小惑星リュウグウを探査している「はやぶさ2」は3日、欧州の着陸機「マスコット」を分離、着陸させる。マスコットはドイツ航空宇宙センター(DLR)とフランス国立宇宙研究センター(CNES)が共同開発した。小惑星表面の鉱物を間近で観測、分析する機能を持ち、着陸に成功すればリュウグウの素顔にさらに迫れる可能性が高まる。

マスコットは縦横約30センチ、高さ約20センチ、重さ約10キロの着陸機。小惑星の鉱物を分析する分光顕微鏡「マイクロオメガ」、カメラ、磁力計、熱放射計の四つの観測機器を搭載する。開発費用は約30億〜40億円とされる。

 リュウグウには、9月21日に宇宙航空研究開発機構(JAXA)が中心となって開発した小型探査ロボット「ミネルバ2」の2台が着陸し、リュウグウ表面の撮影に成功した。一方、マスコットはマイクロオメガを使い、その場で顕微鏡を使って表面を拡大して波長を調べ、リュウグウ表面の鉱物の成分や水の有無を分析する。リュウグウの物質を直接分析する最初のチャンスになる。

 はやぶさ2は、リュウグウの砂や石などを地球へ持ち帰る計画だが、マスコットの観測結果と帰還後の分析結果を比較すれば、今後の宇宙探査の観測手法の確立に役立つと期待される。

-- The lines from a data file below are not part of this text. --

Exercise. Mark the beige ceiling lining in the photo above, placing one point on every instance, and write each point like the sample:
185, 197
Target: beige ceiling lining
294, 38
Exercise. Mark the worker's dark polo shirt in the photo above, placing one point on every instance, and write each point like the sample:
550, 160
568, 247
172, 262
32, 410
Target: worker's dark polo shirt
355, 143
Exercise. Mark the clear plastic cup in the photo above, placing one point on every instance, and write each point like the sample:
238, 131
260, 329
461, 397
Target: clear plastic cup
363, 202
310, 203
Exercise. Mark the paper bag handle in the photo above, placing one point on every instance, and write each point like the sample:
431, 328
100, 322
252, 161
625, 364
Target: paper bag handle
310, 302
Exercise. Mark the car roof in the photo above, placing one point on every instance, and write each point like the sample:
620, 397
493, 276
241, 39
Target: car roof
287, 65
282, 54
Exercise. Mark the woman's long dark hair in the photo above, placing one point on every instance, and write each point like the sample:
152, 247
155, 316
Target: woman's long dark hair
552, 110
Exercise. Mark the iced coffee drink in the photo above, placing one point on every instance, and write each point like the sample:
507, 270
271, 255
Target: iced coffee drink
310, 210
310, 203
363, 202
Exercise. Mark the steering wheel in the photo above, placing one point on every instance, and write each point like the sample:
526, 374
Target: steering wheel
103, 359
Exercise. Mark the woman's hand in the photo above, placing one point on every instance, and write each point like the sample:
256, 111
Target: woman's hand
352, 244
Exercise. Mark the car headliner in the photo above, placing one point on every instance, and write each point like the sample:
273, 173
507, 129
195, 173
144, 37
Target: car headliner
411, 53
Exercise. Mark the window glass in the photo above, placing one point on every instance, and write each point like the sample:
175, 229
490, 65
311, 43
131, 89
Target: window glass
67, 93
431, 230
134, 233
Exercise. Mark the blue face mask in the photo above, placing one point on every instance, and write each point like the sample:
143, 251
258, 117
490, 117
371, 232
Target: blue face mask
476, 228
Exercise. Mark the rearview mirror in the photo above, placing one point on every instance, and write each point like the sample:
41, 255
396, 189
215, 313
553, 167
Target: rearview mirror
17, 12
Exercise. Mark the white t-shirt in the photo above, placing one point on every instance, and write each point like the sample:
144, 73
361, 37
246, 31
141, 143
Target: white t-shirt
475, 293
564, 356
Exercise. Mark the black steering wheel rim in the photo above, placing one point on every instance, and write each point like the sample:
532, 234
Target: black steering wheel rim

 はやぶさ2は2日に高度20キロから降下を始め、3日午前11時ごろにリュウグウの南半球の高度約60メートルで、機体の左側面に搭載しているマスコットを投下する。マスコットは機体内部の重りを回転させることで姿勢を変える機能があり、着地してバウンドした後、観測に適した姿勢に直す。最初のポイントで観測した後に、1度だけ1メートルほどジャンプして別のポイントに移動する。太陽電池で活動するミネルバ2とは違い、マスコットは内蔵電池を使って活動する。電池の寿命は約16時間とされている。

 DLRプロジェクトマネジャー、トラミ・ホーさんは毎日新聞のインタビューに「ドイツ、フランス日本の3者の協力は、将来に向けて意味ある協力になるだろう。(先代の)はやぶさの偉大な成功の後継ミッションを私たちに提案してくれたことを名誉に思う。小惑星の探査を通じて、地球の生命や水の起源に迫り、私たちがなぜ今ここにいるかを解明したい」と話す。